Its establishment status and political clout are reflected in the fact that it is one of the few companies to list in its annual report and accounts staff and former staff who have been awarded honours by the Queen. (For the record, in 1993 it picked up two CBEs, four OBEs, and seven MBEs.)

The current controversy over Mark Thatcher's alleged commission from the Al Yamamah Saudi Arabian deal is further proof of its political stature - though the company has denied any impropriety in winning the contract.

Yet only three years ago, it was as good as bankrupt. Since then a much-vaunted joint venture between Taiwan and Avro, the company's regional jet division, bit the dust late last year. In the spring, it encountered another storm of controversy when it sold Rover cars to BMW of Germany. But that sale capped a process that has transformed the company from a bloated loss-maker to a potential money maker.

BAe's pounds 478.5m offer for VSEL is its biggest ever. If successful, does it mark a new chapter in the company's chequered history? Or will its accident-prone tendencies reassert themselves, and stifle the company's slow return to profitability?

This is a chronology of the changing face of BAe:

August 1988. Buys Rover Group for pounds 150m, but BAe's ambitions to turn the business round are never fully realised.

August 1989. Company pays pounds 278m for property concern Arlington Securities. Coming at the peak of the UK commercial property boom, BAe's timing could not have been worse.

October 1991. Hard on the heels of a profits warning, BAe launches a pounds 432m rights issue to reduce debt and shore up its eroded equity base. The news was greeted with hostility by the City and the press.

September 1992. Interim results shock the City as the company announces a pounds 1bn provision for restructuring its commercial aircraft and regional jet and turboprop activities. This was arguably the company's nadir. Two years on, despite greater optimism over the problem businesses, questions remain as to their long- term viability. Most analysts expect the turboprop business to be sold off soon.

January 1993. A pounds 5bn Saudi Arabia order for 48 Tornadoes as part of the continuing Al Yamamah deal boosts sentiment in the shares. The deal is worth pounds 2bn a year in revenues for the foreseeable future.

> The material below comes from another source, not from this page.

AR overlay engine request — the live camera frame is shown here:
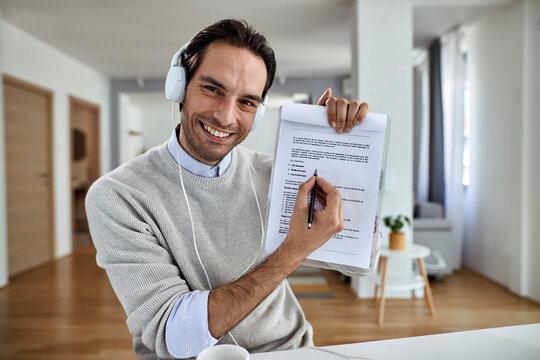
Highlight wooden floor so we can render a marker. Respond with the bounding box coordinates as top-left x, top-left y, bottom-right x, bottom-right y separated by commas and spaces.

April 1993. A pounds 500m order for 24 Hawker aircraft from Indonesia lifts the shares further.

July 1993. Refinances pounds 1.5bn of bank debt, and changes its onerous banking covenants, which could earlier have pushed it close to bankruptcy.

August 1993. Sale of Corporate Jets for pounds 250m to Raytheon of the US completed. The move suggests that then chairman John Cahill's pledge to restructure and refocus is real.

December 1993. Disposal of construction group Ballast Needham to a Dutch and German consortium for pounds 175m.

January 1994. Announces sale of Rover Group to BMW for pounds 800m. A storm of protest raised at the removal from UK ownership of the country's last volume car manufacturer. But City enthusiasm sweeps the shares higher and back to 1990 levels, before the rot set in.